Key Observations on Current Challenges with Tool Call Generation

  1. Model training templates are inconsistent
    For example, Qwen models use Hermes-style tool formats, while Openhands generates Markdown despite explicit JSON instructions—suggesting training data shape can have an underestimated impact on reliable tool call generation

  2. Current workarounds aren't enough
    Model providers may implement approaches like guided decoding to guarantee validly-parsable function calls, but these may not produce high-quality outputs if the model wasn't trained on schemas matching what users provide in context. The widespread challenges with tool use with Llama4 may be indicative of the challenges providers have in effectively serving new models to make full use of their capabilities

  3. Hosting providers vary wildly in how well they work with tool calls
    Hosting providers helpfully provide chat templates or similar which can, in many cases, prompt some of the larger models to reply correctly formatted tool calls, and thus can support openai-like apis where tools are provided, but in practice these can fall short after one shot, or vary a lot between providers (an issue exacerbated if using model routers such as openrouter or huggingface hosted inference)

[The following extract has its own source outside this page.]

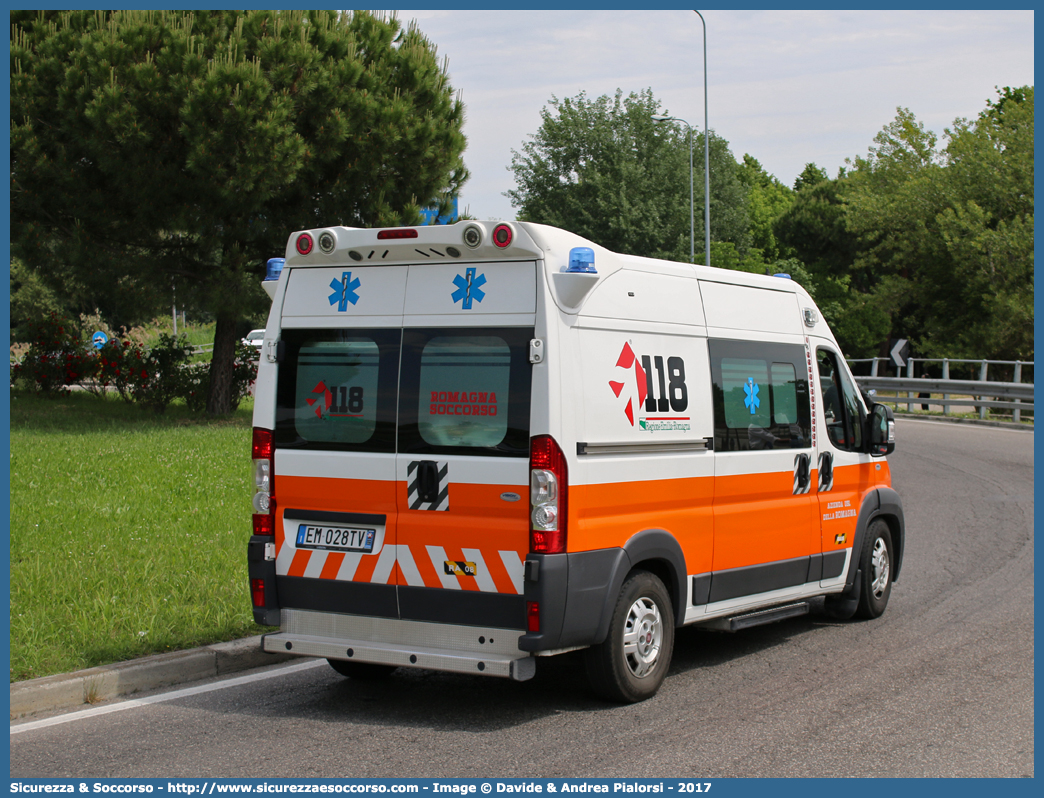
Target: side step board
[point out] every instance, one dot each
(748, 619)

Some examples of model-specific quirks wrt tool calling:

Openhands: Despite instructions to generate JSON-formatted tool calls, still generates markdown (likely due to shape of their training data)

Openhands example

Llama4 Maverick: Generates malformed tool calls, but performs somewhat better when specifically prompted to generate tool calls as JSON

With "tool calls" on OpenRouter:
OpenRouter tool calls example

Llama4 Maverick when instead just prompted to generate tool calls in JSON:
Llama4 example

Gemma3: A DeepMind engineer suggested providing a function calling template in-context in Python format
The 12B model also outputs valid JSON tool calls reasonably well:
Gemma3 example

Functionary models: Ollama couldn't support the tool calling capabilities because these models were trained with prompt templates in a TypeScript schema incompatible with Ollama's supported JSON schema

Experimentation Approach

Data Collection

  • Extract user messages from historical Goose sessions, and for messages followed by tool calls from Anthropic/OpenAI (all tool calls up to today):
    • Regenerate tool calls with open models: Regenerate the tool calls with the most capable open models that have supported tool calling capabilities (e.g., QwQ, Qwen, deepseek chat v3)
    • Generate json/markdown-formatted tool calls to parse: Instruct the most capable open models (e.g., DeepSeek-r1, Llama4, Gemma3), that don't necessarily have strong tool calling to output tool calls in the correct schema (JSON/markdown). Parse the output into the appropriate tool calls.
    • Discard any malformed tool calls, tool calls that fail to properly execute, or tool calls that meet other rejection criteria
  • Generate a few thousand examples with this approach

Modeling

Fine tune small models like mistral-nemo (14b), gemma 4-12b, qwen2.5-coder 7-14b.

Evaluations

Test with Goosebench evals run in the benchmarking blogpost. We can directly compare performance of models with and without the finetuned toolshim models supporting them.

Future approaches

On top of local models, we would like to consider parsers, parser combinators, context-free grammars and more (even very large ones) which are constructed based on 1000s of examples of tool results. Even if large, these can operate at every low latencies extracting parameters for suggested tool calls. There are likely other structured text extraction techniques to be explored to assist with discovery and extraction of tool calls from rich responses from powerful general models.